The sole connections between the alleged wrongdoing and the United States included: (1) the U.S. citizenship of one plaintiff; (2) the fact that one defendant agreed to the conspiracy while in Washington, D.C.; (3) the domestic corporation used to launder money; and (4) the fact that defendants allegedly laundered money through U.S. accounts. Based on those alleged connections, the court found the conspiracy to be essentially foreign, and therefore outside the scope of RICO.
Noting that D.C. Circuit precedent was unclear about how to evaluate whether a scheme falls within RICO’s scope, the district court considered both alternatives: the enterprise-focused approach, and the approach focused on the pattern of racketeering activity. The court considered the plain language of the statute, as well as its legislative history, to determine that the proper focus in evaluating the extraterritoriality of RICO schemes is on the location of racketeering activity.

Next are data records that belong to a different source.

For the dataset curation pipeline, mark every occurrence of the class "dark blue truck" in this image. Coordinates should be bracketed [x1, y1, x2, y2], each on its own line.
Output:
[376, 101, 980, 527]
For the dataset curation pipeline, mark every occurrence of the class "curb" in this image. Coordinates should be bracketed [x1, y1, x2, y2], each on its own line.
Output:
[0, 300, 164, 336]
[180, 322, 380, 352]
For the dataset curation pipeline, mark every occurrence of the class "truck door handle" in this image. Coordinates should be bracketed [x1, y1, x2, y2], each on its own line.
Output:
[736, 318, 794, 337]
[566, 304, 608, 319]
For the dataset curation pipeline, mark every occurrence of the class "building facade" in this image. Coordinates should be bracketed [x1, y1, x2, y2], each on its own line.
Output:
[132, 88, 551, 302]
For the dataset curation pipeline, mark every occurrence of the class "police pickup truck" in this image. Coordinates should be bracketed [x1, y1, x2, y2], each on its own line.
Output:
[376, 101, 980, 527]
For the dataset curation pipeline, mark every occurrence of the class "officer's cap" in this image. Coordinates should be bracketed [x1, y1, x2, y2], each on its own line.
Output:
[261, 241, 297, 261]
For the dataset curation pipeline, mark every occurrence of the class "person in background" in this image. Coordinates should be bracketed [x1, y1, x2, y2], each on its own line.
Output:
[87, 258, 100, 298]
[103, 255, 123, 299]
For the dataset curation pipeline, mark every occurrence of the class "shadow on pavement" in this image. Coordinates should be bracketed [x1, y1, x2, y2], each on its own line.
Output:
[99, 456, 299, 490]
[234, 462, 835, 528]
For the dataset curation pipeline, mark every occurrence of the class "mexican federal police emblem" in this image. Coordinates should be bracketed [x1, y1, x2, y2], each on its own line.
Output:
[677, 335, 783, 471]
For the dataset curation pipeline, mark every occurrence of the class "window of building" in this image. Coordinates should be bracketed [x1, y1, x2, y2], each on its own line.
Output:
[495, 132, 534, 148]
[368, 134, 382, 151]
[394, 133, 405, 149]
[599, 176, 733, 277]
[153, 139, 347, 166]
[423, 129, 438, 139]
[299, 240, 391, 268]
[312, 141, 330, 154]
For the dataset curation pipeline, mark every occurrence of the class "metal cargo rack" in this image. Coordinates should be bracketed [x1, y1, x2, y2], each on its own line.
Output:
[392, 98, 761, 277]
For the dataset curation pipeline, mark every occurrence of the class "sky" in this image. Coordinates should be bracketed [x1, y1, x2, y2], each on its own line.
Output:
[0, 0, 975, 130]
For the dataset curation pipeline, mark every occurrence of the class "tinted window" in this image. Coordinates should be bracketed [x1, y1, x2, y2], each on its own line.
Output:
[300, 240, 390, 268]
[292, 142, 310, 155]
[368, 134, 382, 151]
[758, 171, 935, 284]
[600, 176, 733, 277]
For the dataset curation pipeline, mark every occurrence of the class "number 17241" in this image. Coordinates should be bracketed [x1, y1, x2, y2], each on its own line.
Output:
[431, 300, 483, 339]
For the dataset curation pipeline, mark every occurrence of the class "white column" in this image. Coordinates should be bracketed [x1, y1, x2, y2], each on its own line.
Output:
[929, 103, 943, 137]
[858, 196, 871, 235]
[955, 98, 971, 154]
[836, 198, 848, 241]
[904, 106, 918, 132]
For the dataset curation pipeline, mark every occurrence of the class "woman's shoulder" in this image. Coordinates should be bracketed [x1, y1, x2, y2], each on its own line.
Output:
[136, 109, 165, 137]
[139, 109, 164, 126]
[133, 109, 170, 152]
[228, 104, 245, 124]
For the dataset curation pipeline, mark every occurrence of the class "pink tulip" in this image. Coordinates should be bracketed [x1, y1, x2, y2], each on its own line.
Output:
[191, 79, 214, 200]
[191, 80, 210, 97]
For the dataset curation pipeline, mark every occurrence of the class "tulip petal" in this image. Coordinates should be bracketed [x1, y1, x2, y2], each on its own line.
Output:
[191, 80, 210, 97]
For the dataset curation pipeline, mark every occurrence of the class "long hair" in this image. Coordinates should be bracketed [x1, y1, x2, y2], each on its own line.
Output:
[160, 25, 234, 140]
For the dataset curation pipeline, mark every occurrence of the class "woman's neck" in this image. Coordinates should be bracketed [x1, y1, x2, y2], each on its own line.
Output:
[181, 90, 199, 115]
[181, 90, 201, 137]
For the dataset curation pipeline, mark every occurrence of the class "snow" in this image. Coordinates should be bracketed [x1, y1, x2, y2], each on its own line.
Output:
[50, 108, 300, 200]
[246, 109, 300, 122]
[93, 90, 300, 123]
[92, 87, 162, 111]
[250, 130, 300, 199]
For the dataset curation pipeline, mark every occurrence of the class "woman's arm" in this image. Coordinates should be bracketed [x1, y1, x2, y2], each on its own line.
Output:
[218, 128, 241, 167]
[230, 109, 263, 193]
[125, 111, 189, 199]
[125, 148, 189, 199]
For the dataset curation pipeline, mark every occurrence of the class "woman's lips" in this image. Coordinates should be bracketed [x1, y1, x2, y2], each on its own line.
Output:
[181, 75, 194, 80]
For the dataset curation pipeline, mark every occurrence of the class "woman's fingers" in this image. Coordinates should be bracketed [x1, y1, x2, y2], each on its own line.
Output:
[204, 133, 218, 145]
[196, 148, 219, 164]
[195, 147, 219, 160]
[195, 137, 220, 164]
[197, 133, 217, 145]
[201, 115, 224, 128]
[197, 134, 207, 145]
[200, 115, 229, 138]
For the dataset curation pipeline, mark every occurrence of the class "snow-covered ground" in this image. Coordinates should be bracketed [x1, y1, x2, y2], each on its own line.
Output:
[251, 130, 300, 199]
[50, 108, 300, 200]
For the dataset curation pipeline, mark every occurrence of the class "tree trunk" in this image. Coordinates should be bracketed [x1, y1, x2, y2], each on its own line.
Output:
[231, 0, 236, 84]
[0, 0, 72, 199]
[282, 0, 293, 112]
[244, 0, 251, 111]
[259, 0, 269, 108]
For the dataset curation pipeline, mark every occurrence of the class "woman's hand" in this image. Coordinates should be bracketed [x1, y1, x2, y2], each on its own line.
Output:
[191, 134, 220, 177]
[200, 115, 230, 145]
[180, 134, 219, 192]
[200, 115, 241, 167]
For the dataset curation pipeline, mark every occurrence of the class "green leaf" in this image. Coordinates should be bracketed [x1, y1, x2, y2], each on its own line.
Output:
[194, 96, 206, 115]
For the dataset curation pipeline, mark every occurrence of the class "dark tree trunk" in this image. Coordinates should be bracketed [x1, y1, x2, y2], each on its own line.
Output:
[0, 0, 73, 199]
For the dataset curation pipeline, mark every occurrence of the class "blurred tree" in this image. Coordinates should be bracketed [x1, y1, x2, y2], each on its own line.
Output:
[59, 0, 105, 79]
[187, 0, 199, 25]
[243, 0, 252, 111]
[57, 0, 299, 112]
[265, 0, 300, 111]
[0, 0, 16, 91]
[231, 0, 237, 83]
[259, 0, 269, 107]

Drawing on precedent from the Second and Ninth Circuits, the court concluded that the Hourani plaintiffs failed to show anything more than a slim connection with the United States based on isolated, peripheral contacts. The alleged extortion of Kazakh-based assets took place in Kazakhstan, by a Kazakh actor; therefore, every predicate act that proximately caused plaintiffs’ injuries took place abroad. The post-extortion money laundering, and the mere assent by one co-conspirator while in the U.S., was not enough to render a RICO conspiracy domestic.